Socket.IO is used for:
- Streaming chat, lead-agent, and stock-agent responses back to the client
- Live speech-to-text sessions
- Meeting recording and note-generation workflows
- Realtime TTS streaming
Connection auth uses the same JWT token model as the REST API.
ai_service_kiro/
|-- app/
| |-- main.py # FastAPI + Socket.IO entrypoint
| |-- api/ # REST routers and dependencies
| |-- agents/ # AI agents, including lead-agent and stock-agent runtimes
| |-- services/ # Application and domain services
| |-- infrastructure/ # External providers and integrations
| |-- repo/ # Data-access repositories
| |-- domain/ # Models and API schemas
| |-- socket_gateway/ # Socket.IO auth, server, and gateway logic
| |-- workers/ # Background worker entrypoints
| `-- config/ # Settings, logging, MCP config
|-- doc/ # Frontend integration guides and feature docs
|-- scripts/ # Helper scripts and local run helpers
|-- tests/ # Unit and integration tests
|-- requirements.txt
`-- README.md
The doc/feature directory contains integration notes for consumers of this backend.

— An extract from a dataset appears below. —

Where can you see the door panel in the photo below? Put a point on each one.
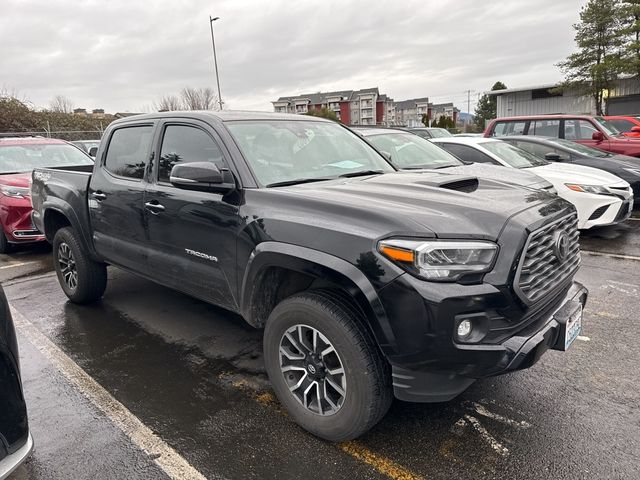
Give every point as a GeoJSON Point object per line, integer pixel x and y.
{"type": "Point", "coordinates": [192, 234]}
{"type": "Point", "coordinates": [116, 194]}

Useful starting points:
- Backtest frontend guide
- Meeting frontend guide
- Meeting management guide
- Live STT frontend guide
- Stocks frontend guide
- Stock company guide
- Stock financial report guide
- Stock price guide
- Stock research frontend guide
- Stock research runtime metadata guide
- Stock watchlist guide
- Lead-agent skill guide
- Lead-agent catalog guide
- Lead-agent subagent guide
- The current repository has both REST and realtime concerns in the same service. Changes often need to consider both API and Socket.IO flows.
- A large portion of the business logic is organization-scoped. Check auth and membership requirements before adding new endpoints.
- If you add or change environment variables, update both
app/config/settings.pyand.env.example.